Mohon tunggu...
Gapey Sandy
Gapey Sandy Mohon Tunggu... Penulis - Kompasianer

Peraih BEST IN CITIZEN JOURNALISM 2015 AWARD dari KOMPASIANA ** Penggemar Nasi Pecel ** BLOG: gapeysandy.wordpress.com ** EMAIL: gapeysandy@gmail.com ** TWITTER: @Gaper_Fadli ** IG: r_fadli

Selanjutnya

Tutup

Sosbud Pilihan

Filosofi Membatik Seperti Curahan Kasih Ibu

22 Desember 2017   23:37 Diperbarui: 23 Desember 2017   12:21 1343
+
Laporkan Konten
Laporkan Akun
Kompasiana adalah platform blog. Konten ini menjadi tanggung jawab bloger dan tidak mewakili pandangan redaksi Kompas.
Lihat foto
Suasana pembelajaran membatik kepada anak-anak oleh ibu-ibu Sanggar Batik Kembang Mayang. (Foto: Gapey Sandy)

Praktik membatik ternyata juga bisa dikaitkan dengan curahan kasih sayang seorang ibu. Enggak percaya? Nah, mumpung masih momentum peringatan Hari Ibu mari kulik filosofi membatik yang menggambarkan cinta ibu kepada buah hatinya.

Seperti kita tahu, proses membatik diawali dengan menyiapkan kain putih bersih, membuat motif atau pola, menyanting, mewarna dan melorot. Sama halnya dengan karya batik, setiap bayi yang terlahir dari rahim seorang ibu, tentu dengan keadaan polos.

Awalnya, bayi tersebut akan diberi pola oleh ibunda tercinta. Kemudian semakin bertumbuh, akan dididik oleh sang ibu, misalnya tentang bagaimana cara berjalan, berbicara, cara makan-minum dan sebagainya.

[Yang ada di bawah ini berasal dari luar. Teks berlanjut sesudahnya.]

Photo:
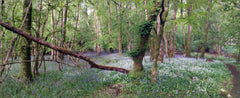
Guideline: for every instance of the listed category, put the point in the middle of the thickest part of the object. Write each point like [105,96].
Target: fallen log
[60,49]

Selanjutnya, sama seperti proses membatik yakni menyanting, yakni memberi perintangan supaya kain putih bersih tadi tidak tercemar dengan noda dan hal yang tak patut lainnya. Proses menyanting ini mirip seperti yang dilakukan seorang ibu dalam menjaga buah hatinya, agar tidak terkena kotoran, noda dan ekses negatif dari lingkungannya.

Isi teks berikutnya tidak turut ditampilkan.